By Matthias Kullowatz (@mattyanselmo)
In the offseason we upgraded our passing model, and its outputs are now featured in our xPassing tables (both interactive and static). After a few minor tweaks this week, now is as good a time as any to explain how it works.
Much like our Expected Goals (xG) models, the purpose of this model is to estimate the probability of success. Only, in this case, a success is a pass that is completed rather than a shot that is scored. For example, if Player A is passing the ball towards Player B, we can assign a likelihood of that pass being completed. We do this based on a variety of factors, such as the circumstances and player position on the field, pass type, and the direction of the pass. And in this case, we opted to use a gradient-boosted ensemble of decision trees (GBM) rather than a logistic regression model (GLM).
There are two key advantages to using a GBM. First, they can naturally model non-linear relationships. An easy example of such a relationship would be the one between the angle of the pass and its probability of success. Success probabilities are similarly average for lateral passes to the right or left (+90 or -90 degrees in the plot at right), higher for backward passes (+180 or -180 degrees), and lower for forward passes (0 degrees).
The second advantage is the GBM’s ability to naturally model interactions between predictor (or “independent”) variables. A simple example of that would be the interaction between the x- and y-coordinates of the origin of a pass. The plot below shows that it’s generally harder to complete passes along the sideline, but it’s especially hard to do so deep in the opponent’s third.
Passing angle and the coordinates of the origin are certainly important variables, but there are many others that inform the model on the probability of a successful pass. I have reviewed each of them for the interested reader below, often along with relevant odds ratios. An odds ratio is one measure of how much more likely or less likely a pass is of being completed, all else held equal. I have presented odds ratios below such that they are all greater than 1.0 so that the magnitudes of the various effects are more easily comparable.
I have lumped a number of indicators about a pass into “pass type.” These are included in the table with their approximate corresponding odds ratios. Odds ratios should be seen as a simplification of the model, and not the full story of what the model is doing. For example, most corners are crosses. The odds ratio for a corner that is crossed, however, is not 1.5 x 5.75 = 8.625, as the table below would suggest. In fact, a corner kick cross is more likely to be completed than a cross from near the corner flag in the run of play.

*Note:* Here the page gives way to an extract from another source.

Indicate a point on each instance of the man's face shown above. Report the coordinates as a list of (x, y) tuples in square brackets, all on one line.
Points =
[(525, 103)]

Circumstances and Player Position
Circumstances include whether the passing team was playing at home, the player differential between the passing team and defending team (due to red cards), and whether the pass is a kick off (which is virtually always completed). These effects should be fairly intuitive. What’s not intuitive is how to deal with player position. Though knowing that a player is a midfielder or a forward does help the model to better estimate the probability of a successful pass, there are caveats that led to our decision to lump all field players together and all goal keepers together.
First, do we even want the model to consider position? If so, it would mean that the model would predict different probabilities of success for the exact same pass attempt just because one of the players nominally plays a different position. We prefer to summarize by position after fitting the model, not in the model itself.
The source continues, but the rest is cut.